During her visit to UK, The prime minister meet the chairman, Standing Committee of Human Rights of the House of Lords, Lord Abury, Abbas Faiz, Bangladesh Researcher of Amnesty International and Brad Adams, Director of Asia, Human Rights Watch, paid a courtesy call on her at her hotel suite in London on Sunday. Human Rights Watch, Asia Director Brad Adams writes about the discussion...
To be more specific, we spoke for over an hour about many human rights issues. The meeting was indeed a welcome change from encounters with the previous two governments, which refused to meet with Human Rights Watch at the highest levels to discuss the human rights situation in Bangladesh.

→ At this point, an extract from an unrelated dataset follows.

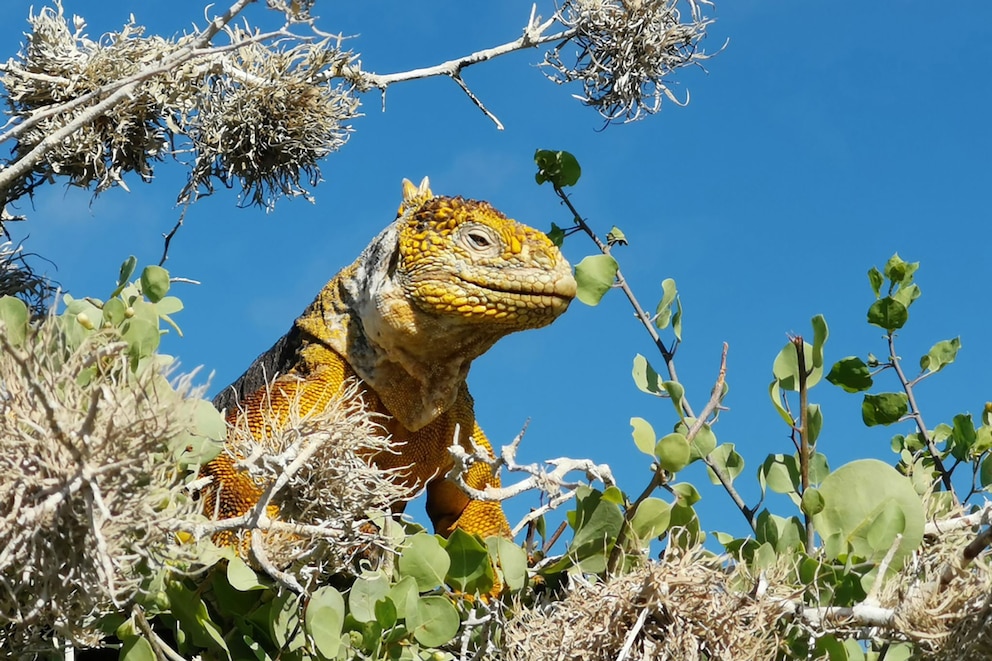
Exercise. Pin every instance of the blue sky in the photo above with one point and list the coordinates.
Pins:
(824, 138)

The meeting was serious, befitting discussions of human rights in a country facing many serious challenges.
Among the issues we discussed were the war crimes tribunal process, the pending anti-torture bill in parliament, court cases against officials of the Bangladesh Centre for Workers Solidarity, the arrest and treatment of Moshrefa Mishu, the situation in the Chittagong Hill Tracts, and the trials of suspects in the BDR massacre of 2009. We cited specific concerns and made recommendations. The prime minister, the foreign minister and other officials listened carefully and explained the government's position on these issues.
One subject we discussed at length was the continued large number of extrajudicial killings by the Rapid Action Battalion. The prime minister pointed out that RAB was created by the Bangladesh Nationalist Party-led government and used against criminals and political opponents, including members of her own party. She said her government does not order RAB to target members of the opposition or order the killing of specific individuals. She said she had opposed RAB's behaviour while in opposition. I explained that Human Rights Watch had been documenting RAB killings since it was set up. As far back as 2005, we published a report titled ‘Judge, Jury and Executioner', which showed in detail how RAB targeted individuals for killings, often after severe torture.
I reminded the prime minister of her announcement of a ‘zero tolerance' policy towards extrajudicial killings in 2009. I pointed out that despite this statement RAB continues to carry out large numbers of ‘crossfire' killings" and that no RAB official or officer has ever been prosecuted for such killings. Whether political officials order RAB killings or not, it is the responsibility of the government of the day to ensure that government security and law enforcement forces do not abuse human rights. When such abuses occur, it is the government's responsibility to take swift action against perpetrators.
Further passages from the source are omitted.